Он походил на жердь, на которой алкмаарцы вывешивали черные и белые флажки по утрам, приветствуя духов усопших.
В Алкмааре предки всегда предостерегали живущих потомков о грядущих опасностях. Но только не в этот раз.
– Умыться,– бесцветным голосом ответил Дарган.
– Отойди, от тебя с-с-смердит,– живой не слышал голос глашатая Прушина, но шипел точно так же.
Дарган остался стоять. Парень-жердь лгал. Да, от прочей нежити смердит. Но от Даргана не исходил запах тления. Быть может, просто воняла грязная одежда. Никто не спорит, одежда грязна и воняет. Но не больше, чем у любого живого, забывшего в походе, что такое ванна с горячей водой.
– Мне надо умыться,– повторил Дарган.
– Не трогай его,– шепнул приятель тощего, отступая.– Одной Мортис известно, что может прийти в гнилую голову этому парню. Мортис прикажет – и он исполнит. Велит нас порвать на куски – порвет.
– Но не по собственному желанию,– достаточно громко сказал тощий.
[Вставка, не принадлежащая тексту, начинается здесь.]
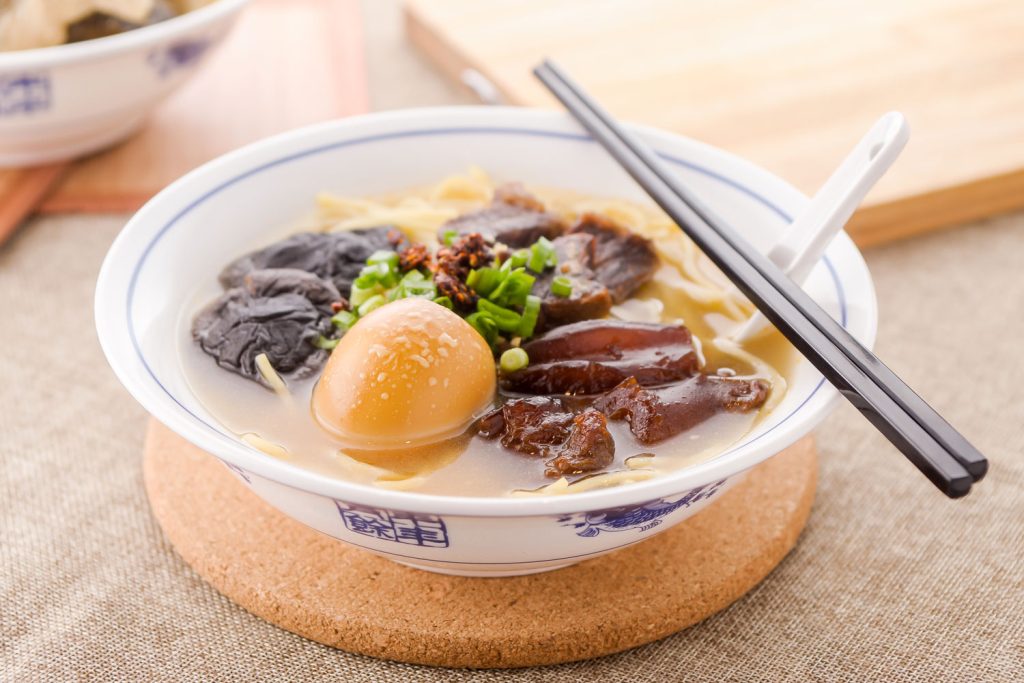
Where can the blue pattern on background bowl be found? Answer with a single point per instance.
(64, 101)
(184, 235)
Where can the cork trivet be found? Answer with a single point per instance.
(335, 594)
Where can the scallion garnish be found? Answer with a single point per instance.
(388, 258)
(506, 319)
(513, 359)
(483, 281)
(372, 303)
(484, 325)
(530, 312)
(344, 319)
(513, 290)
(562, 287)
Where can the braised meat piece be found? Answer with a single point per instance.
(278, 311)
(589, 299)
(589, 447)
(623, 261)
(335, 256)
(656, 414)
(514, 218)
(529, 426)
(593, 356)
(546, 427)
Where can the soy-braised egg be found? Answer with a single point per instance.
(410, 373)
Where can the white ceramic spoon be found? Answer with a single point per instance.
(808, 237)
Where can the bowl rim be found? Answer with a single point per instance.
(178, 197)
(97, 48)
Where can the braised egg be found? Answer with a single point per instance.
(410, 373)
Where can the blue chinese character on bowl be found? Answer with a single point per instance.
(642, 517)
(394, 525)
(175, 56)
(24, 94)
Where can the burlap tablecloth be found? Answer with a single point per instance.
(890, 582)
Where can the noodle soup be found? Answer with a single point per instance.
(476, 339)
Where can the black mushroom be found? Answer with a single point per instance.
(276, 311)
(335, 256)
(514, 218)
(593, 356)
(656, 414)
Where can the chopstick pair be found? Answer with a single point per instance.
(941, 453)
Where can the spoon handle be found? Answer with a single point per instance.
(807, 238)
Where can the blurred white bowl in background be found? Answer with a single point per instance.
(68, 100)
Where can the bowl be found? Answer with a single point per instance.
(67, 100)
(185, 233)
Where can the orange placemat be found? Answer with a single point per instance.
(287, 63)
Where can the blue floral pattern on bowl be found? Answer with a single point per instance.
(25, 94)
(175, 56)
(642, 517)
(394, 525)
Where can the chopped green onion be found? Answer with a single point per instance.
(505, 318)
(372, 303)
(344, 319)
(513, 359)
(542, 255)
(513, 290)
(388, 258)
(326, 343)
(561, 286)
(530, 311)
(414, 276)
(484, 325)
(483, 281)
(360, 294)
(518, 259)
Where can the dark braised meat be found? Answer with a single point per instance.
(623, 261)
(589, 447)
(590, 299)
(514, 218)
(546, 427)
(656, 414)
(593, 356)
(278, 311)
(415, 256)
(335, 256)
(529, 426)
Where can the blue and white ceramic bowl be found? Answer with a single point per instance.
(67, 100)
(190, 229)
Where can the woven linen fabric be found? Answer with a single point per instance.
(890, 581)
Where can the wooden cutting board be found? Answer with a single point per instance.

Как они ошибаются,– усмехнулся Дарган. Правда, мысленно. Лицо его ничего не выражало. Бледно-серое, припорошенное пылью и пеплом, оно казалось вылепленным из воска. В последние дни было слишком много пепла, не помогал даже кусок шелковой ткани, которым он закрывал лицо, как это делали в Алкмааре, отправляясь в пустыню. Волосы, когда-то черные и блестящие, теперь сделались тускло-серыми. Лишь поблескивал золотом шнурок, стягивающий длинные пряди в хвост на затылке.